Blindare il capo di gabinetto del Ministro della Giustizia. La priorità della maggioranza, ora, è assicurare a Giusy Bartolozzi, indagata dalla procura di Roma per false informazioni, lo stesso scudo garantito ai ministri Piantedosi e Nordio, e al sottosegretario Mantovano, su cui pende una richiesta di rinvio a giudizio per favoreggiamento, peculato e omissione di atti d'ufficio nel caso del rimpatrio del libico Almasri. Richiesta su cui si dovrà esprimere il Parlamento, dove la maggioranza è compatta, al termine del lavoro della giunta per le autorizzazioni a procedere. Che proprio ieri si è riunita alla Camera e il capogruppo di Fdi, Dario Iaia, appoggiato da Fi, Lega e Noi Moderati ha chiesto un approfondimento tecnico su Bartolozzi. Si vuole capire se si possa estendere anche alla dirigente lo scudo ministeriale, togliendola di fatto dai binari della giustizia ordinaria. Nello specifico, se ci siano i margini per sollevare un conflitto di attribuzione davanti alla Corte Costituzionale.

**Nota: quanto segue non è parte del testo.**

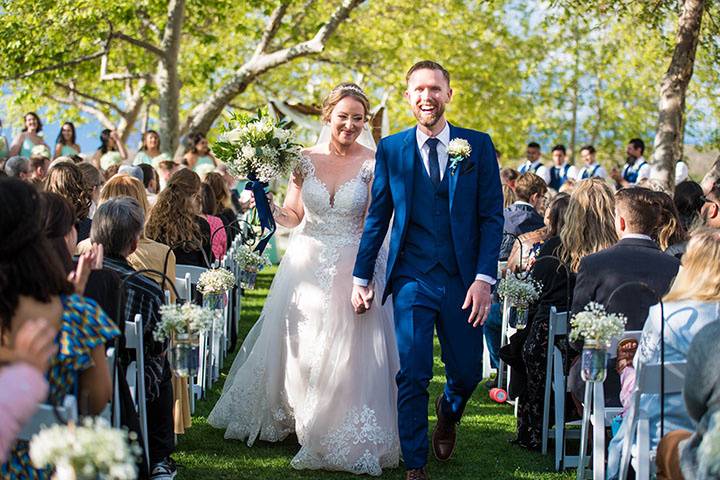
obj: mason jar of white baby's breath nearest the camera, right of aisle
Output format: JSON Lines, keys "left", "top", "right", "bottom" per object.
{"left": 570, "top": 302, "right": 627, "bottom": 382}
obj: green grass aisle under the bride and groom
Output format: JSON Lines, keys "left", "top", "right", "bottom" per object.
{"left": 174, "top": 269, "right": 573, "bottom": 480}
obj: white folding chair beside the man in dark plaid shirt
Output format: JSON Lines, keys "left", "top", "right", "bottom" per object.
{"left": 125, "top": 314, "right": 150, "bottom": 465}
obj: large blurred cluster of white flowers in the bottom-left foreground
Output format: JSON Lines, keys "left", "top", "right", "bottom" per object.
{"left": 30, "top": 418, "right": 142, "bottom": 480}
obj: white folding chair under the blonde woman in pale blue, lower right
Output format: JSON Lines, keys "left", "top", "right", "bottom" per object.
{"left": 620, "top": 362, "right": 687, "bottom": 480}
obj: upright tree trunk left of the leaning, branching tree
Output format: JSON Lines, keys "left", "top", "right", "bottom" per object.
{"left": 155, "top": 0, "right": 185, "bottom": 154}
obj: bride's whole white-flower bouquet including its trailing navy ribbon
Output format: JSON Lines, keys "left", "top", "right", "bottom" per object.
{"left": 212, "top": 111, "right": 302, "bottom": 253}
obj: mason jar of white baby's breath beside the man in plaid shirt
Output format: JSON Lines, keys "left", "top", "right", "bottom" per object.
{"left": 153, "top": 303, "right": 215, "bottom": 377}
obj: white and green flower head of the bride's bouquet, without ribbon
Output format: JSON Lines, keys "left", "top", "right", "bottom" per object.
{"left": 213, "top": 113, "right": 301, "bottom": 183}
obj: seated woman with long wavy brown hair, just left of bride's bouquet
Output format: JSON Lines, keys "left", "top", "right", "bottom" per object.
{"left": 145, "top": 169, "right": 213, "bottom": 268}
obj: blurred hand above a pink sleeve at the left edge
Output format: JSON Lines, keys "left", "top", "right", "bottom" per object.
{"left": 0, "top": 319, "right": 57, "bottom": 373}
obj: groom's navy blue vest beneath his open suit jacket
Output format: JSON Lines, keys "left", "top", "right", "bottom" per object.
{"left": 400, "top": 153, "right": 458, "bottom": 275}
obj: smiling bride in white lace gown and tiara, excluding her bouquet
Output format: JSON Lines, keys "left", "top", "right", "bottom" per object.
{"left": 208, "top": 83, "right": 399, "bottom": 475}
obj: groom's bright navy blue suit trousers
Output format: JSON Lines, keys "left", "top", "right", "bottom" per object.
{"left": 392, "top": 266, "right": 483, "bottom": 469}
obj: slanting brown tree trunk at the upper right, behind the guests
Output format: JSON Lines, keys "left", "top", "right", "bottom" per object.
{"left": 652, "top": 0, "right": 705, "bottom": 188}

Il punto è giuridico, ma politicamente esplosivo. Bartolozzi è accusata dalla Procura di Roma di aver mentito, ed è stata per questo iscritta nel registro degli indagati dopo che il Tribunale dei ministri a luglio scorso aveva trasmesso gli atti a Piazzale Clodio, bollando la sua testimonianza come "inattendibile" e "mendace".
La strada imboccata dal centrodestra è verificare se sia possibile "connettere" il reato contestato a Bartolozzi con quelli contestati al ministro Nordio (favoreggiamento e rifiuto di atti d'ufficio). Perché se passasse questa lettura, il tribunale dei ministri avrebbe dovuto trasmettere gli atti per l'autorizzazione a procedere del Parlamento anche su Bartolozzi, cosa che invece non ha fatto. Ecco perché l'idea è di chiedere alla presidenza di Montecitorio di sollevare un conflitto di attribuzioni nei confronti dell'autorità giudiziaria. Di certo sarebbe stato più facile mettere in sicurezza il braccio destro di Nordio se le fossero stati contestati reati "in concorso" con il ministro. Invece la Procura di Roma ha indagato Bartolozzi per false informazioni, di fatto sganciandola dall'azione dei ministri e dunque anche dalla possibile commissione del reato nell'interesse della sicurezza nazionale. Ora l'obiettivo è impedire che le toghe al termine delle indagini possano chiedere il rinvio a giudizio e portare alla sbarra una pedina pesante dello staff di governo. Non è un mistero che a Palazzo Chigi si veda nell'inchiesta a carico della dirigente uno sgambetto all'esecutivo, in una fase politicamente delicata, con all'orizzonte la riforma della giustizia.
Ma lo scontro politico si infiamma: "La legge (che estenderebbe lo scudo, ndr) parla solo di concorso e non di connessione" nei reati, precisa il presidente della giunta Devis Dori. Il M5s attacca e parla di "ennesima forzatura delle norme per tornaconto personale". Per Mariastella Gelmini, Noi Moderati, "Bartolozzi non è membro del governo ma è chiaro che la sua posizione è del tutto sistemica con quella dei membri dell'esecutivo. Pertanto, penso che per lei si debba valutare e chiedere l'autorizzazione alla Giunta per le autorizzazioni". E poi "non ci si dimette per un avviso di garanzia".